Liberals change Mortgage Rules to avoid Housing Bubble

Finance Minister Bill Morneau announced that the government is raising the minimum down payment for a government-insured mortgage on houses valued between $500,000 and $1 million. (Government-issued insurance on homes above $1 million was eliminated last year.) The government is making the changes to cool the overheated housing markets in some of Canada’s largest cities.

Under the new rules, buyers will still need to put 10 per cent down on the portion of the house price above $500,000. The portion below that will still require just 5 per cent down. So on a house worth $700,000, the effective minimum down payment would be 6.4 per cent, or $45,000.

The new rules come into effect on Feb. 15, 2016.

The move is designed to target the hot property prices in Toronto and Vancouver. By leaving alone mortgages under $500,000, they are in effect attempting to leave alone most of the rest of Canada’s housing markets.

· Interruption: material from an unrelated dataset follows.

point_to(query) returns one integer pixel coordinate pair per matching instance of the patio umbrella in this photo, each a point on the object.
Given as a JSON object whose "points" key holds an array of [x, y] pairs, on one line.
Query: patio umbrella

However, CIBC deputy chief economist Benjamin Tal indicates the city that will be hit hardest will be Calgary — “not exactly a city that needs additional cooling.”

Home sales in Calgary were down 36.4 per cent from a year earlier in October. The average price has fallen by about 5 per cent in the past year.

Tal says Calgary will be hit hardest because it has a particularly high number of “high-ratio” mortgages with 5-per-cent down payments.